Thursday, May 22, 2008

Jobs and lyrics...emotional design

I'm no psychologist, but I play one on the interwebs. Anyway, let's take a blogger favorite subject, Steve Jobs...or preferably, El Jobso. Of the many things he's famous for, it's memorizing his speeches, down to the last seemingly spontaneous slip-up & joke. That "scrolls like butter" comment? Scripted. Yeah. Believe it.

But you gotta admit, it works. Whom else scripts their words so well? Musicians for one. And from his public speeches, we know El Jobso admires musicians. Musicians memorize their lyrics to get us to feel a certain way...just as El Jobso does when he demos the next new delicious piece of gadgetry. It's probably the highest art to get someone to feel as you do when you need them to. It's like a great concert when an entire stadium all feels the same emotion on cue. It's pretty cool, isn't it? So, where is all this going and how does it relate to WebSphere? We're getting there.

Compared to Apple, Microsoft's products are less emotive...but they're damn effective. They're good enough not to get in the way (most of the time...bluescreen...doh) and ubiquitous. Compared to Apple Music, they're Muzak. The white noise of music. Hold music. You know, that stuff in the background that helps you pass the time, but isn't so amazing that it forces you stop, to listen, to *feel*. That would be distracting. But it does remove some of the monotony.

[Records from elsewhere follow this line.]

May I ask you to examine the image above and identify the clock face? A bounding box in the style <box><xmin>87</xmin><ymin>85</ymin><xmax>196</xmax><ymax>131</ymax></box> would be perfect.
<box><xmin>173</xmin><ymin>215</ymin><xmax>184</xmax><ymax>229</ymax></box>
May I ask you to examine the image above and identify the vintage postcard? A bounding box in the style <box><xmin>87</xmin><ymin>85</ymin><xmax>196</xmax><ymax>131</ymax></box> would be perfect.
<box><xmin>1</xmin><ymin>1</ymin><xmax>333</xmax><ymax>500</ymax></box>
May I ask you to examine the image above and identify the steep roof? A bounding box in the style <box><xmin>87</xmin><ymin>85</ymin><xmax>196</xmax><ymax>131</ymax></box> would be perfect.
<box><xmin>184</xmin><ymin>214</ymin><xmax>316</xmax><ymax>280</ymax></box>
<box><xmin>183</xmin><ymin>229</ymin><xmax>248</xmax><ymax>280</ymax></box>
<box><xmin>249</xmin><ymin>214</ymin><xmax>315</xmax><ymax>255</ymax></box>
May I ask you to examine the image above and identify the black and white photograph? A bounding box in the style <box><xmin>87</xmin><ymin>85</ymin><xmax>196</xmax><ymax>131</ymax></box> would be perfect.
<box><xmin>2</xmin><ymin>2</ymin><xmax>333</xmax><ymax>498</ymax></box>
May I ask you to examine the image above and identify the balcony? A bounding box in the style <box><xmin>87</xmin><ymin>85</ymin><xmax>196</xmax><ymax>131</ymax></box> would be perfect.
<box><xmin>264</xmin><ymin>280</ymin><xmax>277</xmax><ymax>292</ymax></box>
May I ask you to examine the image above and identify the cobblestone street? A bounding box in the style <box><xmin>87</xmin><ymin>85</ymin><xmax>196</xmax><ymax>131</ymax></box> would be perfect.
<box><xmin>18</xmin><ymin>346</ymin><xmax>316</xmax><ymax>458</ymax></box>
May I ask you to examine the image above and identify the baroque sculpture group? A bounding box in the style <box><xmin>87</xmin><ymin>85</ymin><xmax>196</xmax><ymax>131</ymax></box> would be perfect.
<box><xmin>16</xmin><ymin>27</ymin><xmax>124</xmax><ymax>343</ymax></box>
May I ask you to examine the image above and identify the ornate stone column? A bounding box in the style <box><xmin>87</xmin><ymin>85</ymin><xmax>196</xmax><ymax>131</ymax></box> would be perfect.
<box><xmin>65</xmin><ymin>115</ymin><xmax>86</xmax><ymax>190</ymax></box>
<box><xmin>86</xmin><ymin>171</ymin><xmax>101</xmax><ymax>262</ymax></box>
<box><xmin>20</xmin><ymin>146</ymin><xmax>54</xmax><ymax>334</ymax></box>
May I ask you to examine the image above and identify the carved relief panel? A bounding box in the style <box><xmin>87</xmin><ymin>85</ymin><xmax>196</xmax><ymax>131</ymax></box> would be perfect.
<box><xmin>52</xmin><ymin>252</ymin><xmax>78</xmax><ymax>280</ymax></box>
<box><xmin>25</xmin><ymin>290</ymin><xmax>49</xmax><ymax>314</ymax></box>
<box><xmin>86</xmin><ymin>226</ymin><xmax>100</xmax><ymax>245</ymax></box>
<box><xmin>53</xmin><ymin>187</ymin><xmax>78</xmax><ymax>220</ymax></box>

Anyway, there's obviously a place (and I would say a need) for both approaches. I love beautiful objects as much as the next person, but after awhile, the beauty fades into the background, and utility had better be underneath, supporting the facade. Given a choice, people I speak to usually value utility over form, but only slightly, and only then after the glow of newness has worn off. You don't want your tool to be so difficult to use or so ugly that your profession becomes *work*. Bleh.

Frankly speaking, the WebSphere products I've worked on and with emphasize utility a bit too strongly over form. That is, they haven't been strong (but we're working on it) on design focus. We first set out to make efficient, scalable systems that run the back offices of your world reliably. Our model is mainframe reliability. You know, the every credit card transaction, every ATM withdrawal kinda stuff. But not the prettiest GUIs. Some Google software fits into this category...gmail/search/adwords, none too pretty, but all effective.

I suppose all software designers strive for that ultimate goal: perfect form, perfect function, perfectly intuitive, consistency top to bottom, inside and out. Based on the behavior of something you already know how to do, the next feature functions with the same general behavior. Looks, proportion, cut, color, fit, finish, function...all there. Applied well, your product develops a personality of a good, reliable, effective beautiful tool. A killer app. Much like a great sports car (maybe that's why we have so many comparisons between software and cars? but that's a topic for a different post...).